George W. Tait was born on June 23, 1837 or 1838, in Jefferson County, New York, the son of George W. and Jeanette (Kearns).
George’s parents emigrated from Scotland and arrived in America around 1833, settling eventually in New York. Around 1846 George’s family moved to Wisconsin, probably to Racine, Racine County, where his father was living in 1850; indeed, George’s parents remained in Racine for the rest of their lives.
George left Wisconsin and by 1860 had settled in western Michigan where he was working as a “log driver.” He was living in Muskegon, Muskegon County at the same boarding house with Thomas Waters, William Ryan and George Root, all three of whom would join Company H.
George stood 5’9” with blue eyes, light hair and a light complexion and was 22 years old and possibly living in Newaygo County when he enlisted in Company K on May 13, 1861. George was shot in the left hand on July 1, 1862, at Malvern Hill, Virginia, and transferred from the field to the hospital at Fortress Monroe where he arrived on July 6 aboard the steamer Knickerbocker. He was discharged for disability on October 7, 1862, at Upton’s Hill, Virginia, presumably for his wounds.

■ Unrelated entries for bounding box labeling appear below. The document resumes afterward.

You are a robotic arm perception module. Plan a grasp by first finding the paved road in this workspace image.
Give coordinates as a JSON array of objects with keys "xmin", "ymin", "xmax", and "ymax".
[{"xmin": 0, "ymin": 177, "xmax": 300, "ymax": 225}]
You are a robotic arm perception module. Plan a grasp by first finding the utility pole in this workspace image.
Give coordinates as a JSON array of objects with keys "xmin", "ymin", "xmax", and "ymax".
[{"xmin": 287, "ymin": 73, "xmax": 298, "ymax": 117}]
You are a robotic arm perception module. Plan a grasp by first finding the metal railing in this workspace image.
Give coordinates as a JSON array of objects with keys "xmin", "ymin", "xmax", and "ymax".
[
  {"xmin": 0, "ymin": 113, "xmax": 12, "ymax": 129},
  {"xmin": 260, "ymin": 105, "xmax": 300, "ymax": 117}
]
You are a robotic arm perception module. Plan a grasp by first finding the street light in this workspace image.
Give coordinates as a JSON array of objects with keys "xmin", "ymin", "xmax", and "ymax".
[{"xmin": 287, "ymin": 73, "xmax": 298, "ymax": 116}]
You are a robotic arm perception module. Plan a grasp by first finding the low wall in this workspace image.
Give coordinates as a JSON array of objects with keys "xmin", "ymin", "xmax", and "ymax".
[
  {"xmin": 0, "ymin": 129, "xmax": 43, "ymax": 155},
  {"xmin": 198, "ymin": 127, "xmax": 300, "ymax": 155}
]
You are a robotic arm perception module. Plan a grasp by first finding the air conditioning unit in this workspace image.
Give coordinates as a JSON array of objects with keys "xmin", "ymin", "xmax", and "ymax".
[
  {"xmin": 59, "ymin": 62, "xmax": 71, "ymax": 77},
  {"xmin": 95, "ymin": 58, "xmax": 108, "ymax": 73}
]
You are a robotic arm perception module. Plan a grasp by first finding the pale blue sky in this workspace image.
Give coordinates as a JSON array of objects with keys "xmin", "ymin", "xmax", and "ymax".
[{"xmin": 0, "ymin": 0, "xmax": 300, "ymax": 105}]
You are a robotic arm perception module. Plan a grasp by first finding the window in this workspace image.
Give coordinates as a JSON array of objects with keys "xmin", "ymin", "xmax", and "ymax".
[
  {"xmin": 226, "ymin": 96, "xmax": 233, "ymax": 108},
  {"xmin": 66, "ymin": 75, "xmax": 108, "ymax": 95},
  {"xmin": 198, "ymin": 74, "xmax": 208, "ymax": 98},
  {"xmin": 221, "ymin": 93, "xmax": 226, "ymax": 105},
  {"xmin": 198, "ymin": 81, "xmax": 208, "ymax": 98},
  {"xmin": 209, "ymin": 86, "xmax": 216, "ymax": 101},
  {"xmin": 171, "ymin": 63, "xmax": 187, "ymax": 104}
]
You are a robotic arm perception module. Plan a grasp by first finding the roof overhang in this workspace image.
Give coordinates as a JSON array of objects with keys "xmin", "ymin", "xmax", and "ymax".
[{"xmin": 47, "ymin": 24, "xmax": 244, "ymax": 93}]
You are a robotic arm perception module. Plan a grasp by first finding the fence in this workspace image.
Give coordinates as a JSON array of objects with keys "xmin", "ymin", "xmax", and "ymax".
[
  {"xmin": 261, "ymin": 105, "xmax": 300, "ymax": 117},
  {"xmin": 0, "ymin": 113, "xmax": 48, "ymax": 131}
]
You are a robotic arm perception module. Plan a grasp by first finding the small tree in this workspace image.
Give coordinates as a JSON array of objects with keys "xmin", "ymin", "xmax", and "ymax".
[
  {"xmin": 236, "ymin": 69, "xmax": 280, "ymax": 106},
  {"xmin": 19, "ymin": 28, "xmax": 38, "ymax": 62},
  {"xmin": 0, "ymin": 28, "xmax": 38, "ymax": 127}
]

After he was discharged George eventually returned to Michigan and for some years he lived in the Muskegon area, where he engaged in farming and lumbering.
He was married twice (or perhaps three times). He married his first wife, Florence Joslin (b. 1852), on July 1, 1866, and they had at least one child, a son George (b. 1871). (Florence may have been related to George Joslin, who had also served in Company K during the war.)
By 1870 George “Tate” was working as a raftsman and living with his wife and her family in Newaygo, Newaygo County. By 1880 George was working as a farmer and living with his wife and son in Sherman, Newaygo County.
It is not known whatever became of Florence. On February 13, 1883, George married Rhoda Steel. (He may also have been married to one Sophronia and/or to “M.”)
In June of 1875 George himself purchased 60 acres of land in Sherman Township in Newaygo County. He worked that land until 1882 when he sold it to Byron Waters. Beginning in about the early 1870s George was employed as foreman of several local lumbering companies: he was three years with Kell, Wood & Co., of Muskegon and five years with O. W. Squires. In the summer of 1883, George joined with Henry Orton and took over control of the Newaygo County Poor Farm, which then consisted of some 140 acres, 96 of which were under cultivation.
He was working as a farmer in Fremont, Newaygo County in 1883 when he was drawing $6.00 per month for a wounded left hand ( pension no. 100,127); that same year he was possibly working also in Hart, Oceana County.
By 1890 he was residing in Fremont and by 1894 he was probably living in Sherman, Newaygo County (or he may have been living in Elbridge, Oceana County). Sometime in the 1880s George joined the Grand Army of the Republic Henry Dobson post 182 in Fremont; and he was also a member of the I.O.O.F. Politically he was affiliated with the National Party.
George died of heart disease at his home in Fremont on April 4, 1900, and was buried in Maple Grove cemetery in Fremont: block 2-60.